The goal of all Systems Engineering activities is to manage risk, including the risk of not delivering what the customer wants and needs, the risk of late delivery, the risk of excess cost, and the risk of negative unintended consequences. One measure of utility of Systems Engineering activities is the degree to which such risk is reduced. Conversely, a measure of acceptability of absence of a System Engineering activity is the level of excess risk incurred as a result.
Transdisciplinarity is described in Wikipedia as an approach which “crosses many disciplinary boundaries to create a holistic approach.” This emphasis on a holistic approach distinguishes it from cross-disciplinary, which focuses mainly on working across multiple disciplines while allowing each discipline to apply their own methods and approaches. Systems engineering is simultaneously cross-disciplinary and transdisciplinary. (The crossdisciplinary aspect is discussed in the next section on the Integrative Approach.)

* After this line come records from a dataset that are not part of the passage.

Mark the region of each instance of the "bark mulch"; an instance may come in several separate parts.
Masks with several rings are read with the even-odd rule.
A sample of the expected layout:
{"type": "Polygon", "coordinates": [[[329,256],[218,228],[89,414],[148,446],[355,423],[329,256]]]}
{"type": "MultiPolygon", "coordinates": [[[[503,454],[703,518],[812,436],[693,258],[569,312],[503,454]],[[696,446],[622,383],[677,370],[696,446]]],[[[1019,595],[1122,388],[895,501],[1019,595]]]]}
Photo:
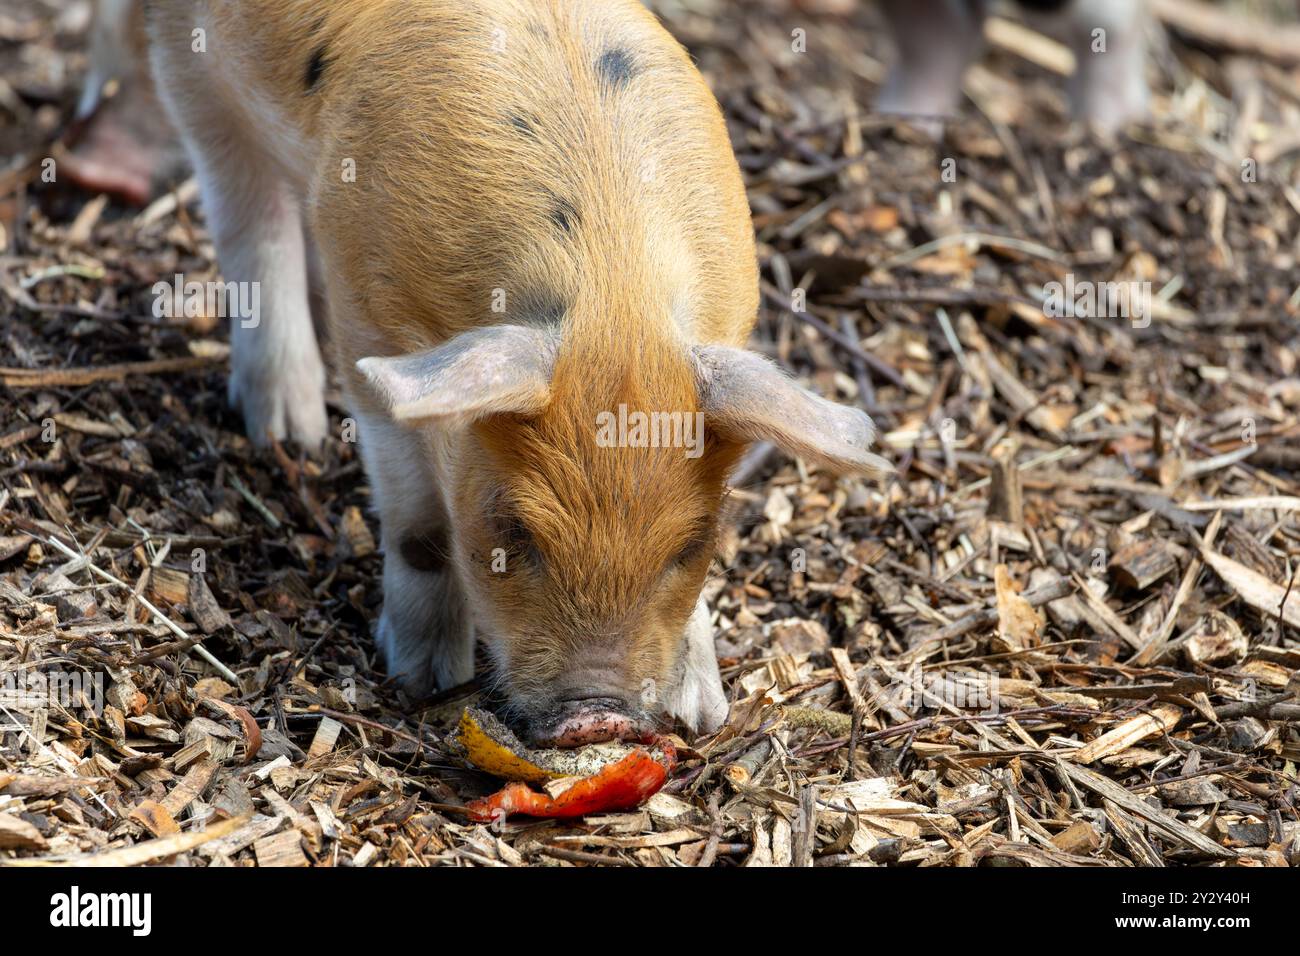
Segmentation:
{"type": "Polygon", "coordinates": [[[153,311],[216,274],[192,191],[41,179],[86,6],[0,13],[0,863],[1300,863],[1283,33],[1157,4],[1153,121],[1101,143],[1064,48],[999,22],[934,143],[869,111],[871,5],[657,4],[749,185],[754,346],[899,477],[752,454],[707,585],[728,725],[640,810],[480,826],[497,784],[443,746],[477,685],[407,700],[376,659],[346,411],[318,457],[250,448],[220,324],[153,311]]]}

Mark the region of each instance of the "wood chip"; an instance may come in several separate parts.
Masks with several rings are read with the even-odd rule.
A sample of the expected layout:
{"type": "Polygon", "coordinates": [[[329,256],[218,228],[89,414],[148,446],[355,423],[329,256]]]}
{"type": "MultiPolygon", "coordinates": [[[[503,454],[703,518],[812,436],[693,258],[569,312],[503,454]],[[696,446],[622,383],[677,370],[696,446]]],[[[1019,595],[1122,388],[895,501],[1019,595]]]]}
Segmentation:
{"type": "Polygon", "coordinates": [[[302,838],[297,830],[285,830],[274,836],[262,837],[253,844],[257,865],[262,867],[307,866],[302,852],[302,838]]]}
{"type": "Polygon", "coordinates": [[[1181,708],[1172,704],[1157,704],[1150,713],[1138,714],[1124,721],[1118,727],[1107,731],[1096,740],[1090,741],[1064,759],[1075,763],[1089,764],[1123,753],[1134,744],[1156,734],[1168,733],[1178,724],[1183,716],[1181,708]]]}

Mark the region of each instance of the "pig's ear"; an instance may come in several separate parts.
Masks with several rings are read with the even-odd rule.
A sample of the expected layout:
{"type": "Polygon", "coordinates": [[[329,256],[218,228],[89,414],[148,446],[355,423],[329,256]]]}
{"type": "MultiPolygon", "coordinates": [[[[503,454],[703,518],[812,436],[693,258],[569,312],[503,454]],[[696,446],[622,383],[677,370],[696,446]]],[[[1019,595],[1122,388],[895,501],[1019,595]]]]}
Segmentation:
{"type": "Polygon", "coordinates": [[[893,465],[867,451],[876,427],[866,412],[814,395],[745,349],[700,346],[695,359],[705,421],[720,435],[770,441],[832,471],[893,473],[893,465]]]}
{"type": "Polygon", "coordinates": [[[539,412],[554,366],[554,338],[521,325],[474,329],[423,352],[357,363],[397,421],[539,412]]]}

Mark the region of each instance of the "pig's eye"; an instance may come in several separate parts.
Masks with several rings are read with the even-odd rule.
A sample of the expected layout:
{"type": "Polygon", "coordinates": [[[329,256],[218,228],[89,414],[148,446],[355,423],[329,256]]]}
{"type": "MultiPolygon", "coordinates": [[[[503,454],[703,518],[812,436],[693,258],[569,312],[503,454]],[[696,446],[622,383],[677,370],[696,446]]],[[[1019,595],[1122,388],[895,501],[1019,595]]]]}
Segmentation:
{"type": "Polygon", "coordinates": [[[686,544],[673,558],[675,565],[693,564],[713,549],[714,532],[712,525],[702,525],[687,539],[686,544]]]}
{"type": "Polygon", "coordinates": [[[533,539],[533,533],[518,515],[502,515],[499,522],[498,533],[508,554],[534,563],[541,562],[541,552],[533,539]]]}

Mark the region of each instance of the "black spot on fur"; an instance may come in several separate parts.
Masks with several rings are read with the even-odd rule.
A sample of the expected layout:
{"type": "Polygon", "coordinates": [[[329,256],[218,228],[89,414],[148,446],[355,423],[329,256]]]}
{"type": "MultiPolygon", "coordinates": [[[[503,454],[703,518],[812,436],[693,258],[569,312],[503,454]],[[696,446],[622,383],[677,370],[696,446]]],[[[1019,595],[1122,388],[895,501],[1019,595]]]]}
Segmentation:
{"type": "Polygon", "coordinates": [[[617,90],[632,82],[632,77],[637,74],[637,65],[631,53],[622,47],[615,47],[600,55],[596,61],[596,73],[617,90]]]}
{"type": "Polygon", "coordinates": [[[556,198],[555,205],[551,207],[550,219],[565,232],[573,232],[581,221],[578,210],[573,208],[573,203],[560,198],[556,198]]]}
{"type": "Polygon", "coordinates": [[[447,567],[451,549],[447,541],[447,532],[439,529],[431,534],[412,534],[402,539],[398,549],[402,560],[415,568],[432,574],[447,567]]]}
{"type": "Polygon", "coordinates": [[[311,59],[307,61],[306,87],[310,93],[316,89],[316,84],[320,82],[321,76],[325,73],[325,47],[319,46],[312,53],[311,59]]]}
{"type": "Polygon", "coordinates": [[[519,130],[519,132],[523,133],[525,136],[532,137],[537,135],[537,130],[533,128],[532,120],[527,116],[524,116],[522,113],[511,113],[509,116],[509,122],[511,126],[519,130]]]}

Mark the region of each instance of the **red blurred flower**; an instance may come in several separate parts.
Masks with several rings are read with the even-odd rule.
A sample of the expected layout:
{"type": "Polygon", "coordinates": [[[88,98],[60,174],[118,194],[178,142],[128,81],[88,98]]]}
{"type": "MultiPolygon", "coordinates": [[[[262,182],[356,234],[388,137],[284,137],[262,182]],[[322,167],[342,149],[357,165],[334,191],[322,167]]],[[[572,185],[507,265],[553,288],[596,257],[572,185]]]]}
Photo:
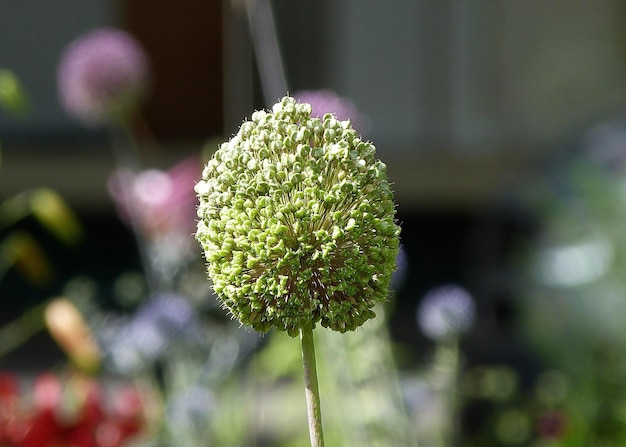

The transdisciplinary approach originated in the social sciences. It “transcends” all of the disciplines involved, and organizes the effort around common purpose, shared understanding and “learning together” in the context of real-world problems or themes. It is usable at any level, from complex to simple, from global to personal. A transdisciplinary approach is needed when the problem cannot readily be “solved” and the best that can likely be achieved is instead a “resolution.” The participants in the endeavor need to “transcend” their particular disciplinary approach to instead come to some overall useful compromise or synergistic understanding that their disciplines cannot come to on their own (even when working together in a normal integrative approach with other disciplines).
The integrative approach has long been used in systems engineering and usually involves either interdisciplinary (e.g.. integrated product teams) or multi-disciplinary (e.g.. joint technical reviews) methods. The integrative approach by itself can be adequate where the situation is not overly complex and there are smaller numbers of stakeholders potentially impacted. The integrative approach can be used when dealing with a highly precedented situation that has been encountered before and a path to the solution can be readily identified and understood (albeit there will still be many challenges along the way, technical and otherwise). The integrative approach includes the traditional multi-disciplinary and inter-disciplinary approaches commonly used in systems engineering practice. The transdisciplinary approach may be needed in unprecedented situations or where there is a significant degree of complexity involved.